We expect this process to be accelerated in IVM sites due to the use of selective herbicides and tree topping, as woody debris and standing dead are created immediately. We suggest that in the short-term, IVM creates an abundance of floral resources that are exploited quickly by both resident species and long-distance foragers. As woody species move in and litter and woody debris accumulate, more diverse nesting substrates become available and the diversity of the resident bee community increases. Of course, we cannot discount the possibility that the surrounding landscape may have an impact on nesting guilds (Neame et al. 2013), as all of the IVM_old sites are located within a habitat preserve. However, our quadrat data do suggest real differences in nesting materials available, and many of the IVM_new and Control sites were also bordered by trees and semi-natural landscapes, at least in part.

The spatial context of the three easements studied here differs profoundly, ranging from the relatively undisturbed in the Patuxent Wildlife Research Center to the highly urbanized around the section of line in Columbia. Davidsonville provides an interesting intermediate context that is part rural, part suburban. Landscape context is important for two reasons. First, it determines the pool of species available to colonize appropriate habitats. It is possible that context may swamp the effects of vegetation management, therefore it is important to look at within-region differences. Unfortunately, our only example of long-term IVM management comes from PWRC so we are unable to separate the impact of the management from the context of the habitat preserve. Previous work suggests that PWRC does have an overall high abundance of bees, but also that there still is a statistically detectable difference in bee richness between collection sites located within the easement as compared to other collection sites on the reserve (Russell et al. 2005). This suggests that the vegetation management is important for promoting bee richness, and perhaps other areas benefit from proximity to the ROW. In this study, eliminating PWRC from the analysis allows us to look at the effects of location and treatment (IVM vs. mow) using data only from Davidsonville and Columbia. This is where we see an interesting trend where differences in bee richness went from being non-significant in 2011 to a highly significant difference in 2012, with these newer IVM sites having more species than mowed sites. This is despite the fact that the urban setting of the Columbia sites introduced many sources of error (e.g., dogs tipping bowls, people throwing bowls away) that resulted in low collection yields. It is also possible that collection yields in Columbia were low also due to its urban context and small area (~ 2 km), i.e., there were few source populations for bees to colonize from despite the high quality of the habitat. In this case, we would expect the build-up of bee species to take place over a longer period of time than in the Davidsonville sites, where natural areas are more abundant in the landscape surrounding the easement. Only future sampling will allow us to parse this out. Still, the strong emerging differences between the IVM and mowed sites in Davidsonville speaks to the importance of vegetation management in providing quality habitat for wild bees in the long run.

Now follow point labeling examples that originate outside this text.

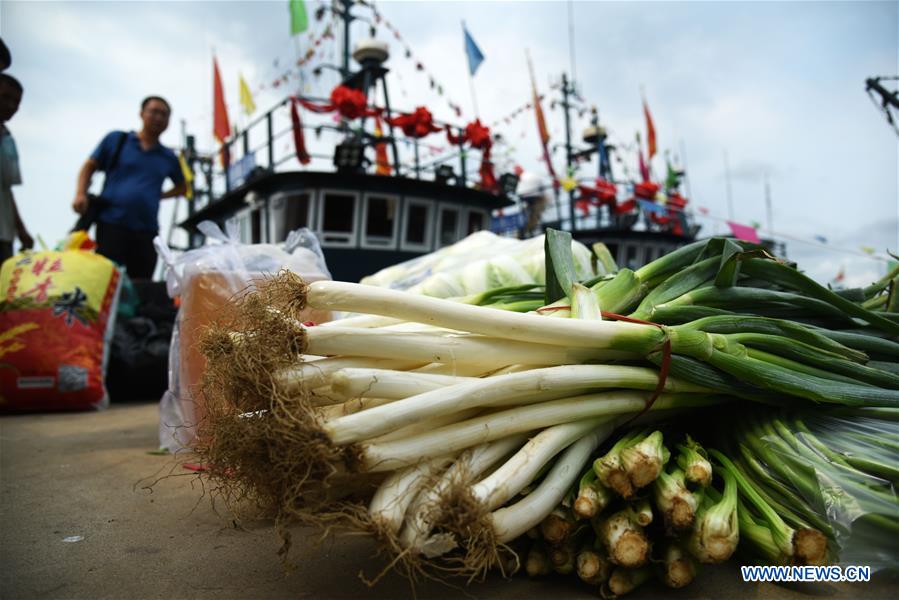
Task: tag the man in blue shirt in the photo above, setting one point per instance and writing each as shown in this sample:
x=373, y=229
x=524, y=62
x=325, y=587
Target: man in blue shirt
x=136, y=166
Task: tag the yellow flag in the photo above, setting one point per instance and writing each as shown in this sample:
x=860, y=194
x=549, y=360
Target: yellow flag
x=188, y=176
x=246, y=98
x=568, y=183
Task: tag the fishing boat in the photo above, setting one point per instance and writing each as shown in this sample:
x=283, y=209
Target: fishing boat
x=382, y=202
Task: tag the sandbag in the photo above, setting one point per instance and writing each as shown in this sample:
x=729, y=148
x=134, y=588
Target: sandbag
x=56, y=319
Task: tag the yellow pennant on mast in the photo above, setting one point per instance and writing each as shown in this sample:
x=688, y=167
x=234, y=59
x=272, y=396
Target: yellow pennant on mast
x=246, y=98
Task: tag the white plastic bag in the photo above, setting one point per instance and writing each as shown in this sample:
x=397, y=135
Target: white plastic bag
x=204, y=279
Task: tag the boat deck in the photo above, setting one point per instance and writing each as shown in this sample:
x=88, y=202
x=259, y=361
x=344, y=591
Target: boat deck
x=85, y=475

As the average flight time for most solitary bees is roughly six weeks, seasonality in bee communities is expected and found in prior work in this system (Russell et al. 2005). In this study, we see that although June/July had the highest average richness and abundance of bees, the biggest difference between the treatment types was in May (Fig. 1). This was consistent across both years of study, despite 2012 being strikingly more hot and dry early in the season than 2011. This suggests that differences in management most affect the spring bee fauna, perhaps by providing early season floral resources that may be lacking in grass dominated control sites. Buri and colleagues (2014) showed that for meadows, timing of mowing was significant, with early mowing being detrimental to bee populations both within and between years. Interestingly, by August, the oldest IVM sites had the lowest raw abundance and richness of bees, though these differences are not statistically significant (we suggest, however, that the small sample sizes due to the lower catch-rate overall may partly explain the inability to detect significance). This may simply illustrate that the benefit of alternative management disappears by the late summer, when the overall abundance of bees is typically low. It would be interesting to know how other open sites in the environment vary in this regard, i.e., is habitat that provides for the early season fauna more limited than mid to late summer throughout the landscape? By July, the overall abundance of bees is very high and the differences between treatment types more subtle; bees may be flying further from their nests (e.g., bumblebee cohorts get larger as the season progresses), so due to the passive nature of our collection techniques, we may not be sampling as locally in July as we are in May.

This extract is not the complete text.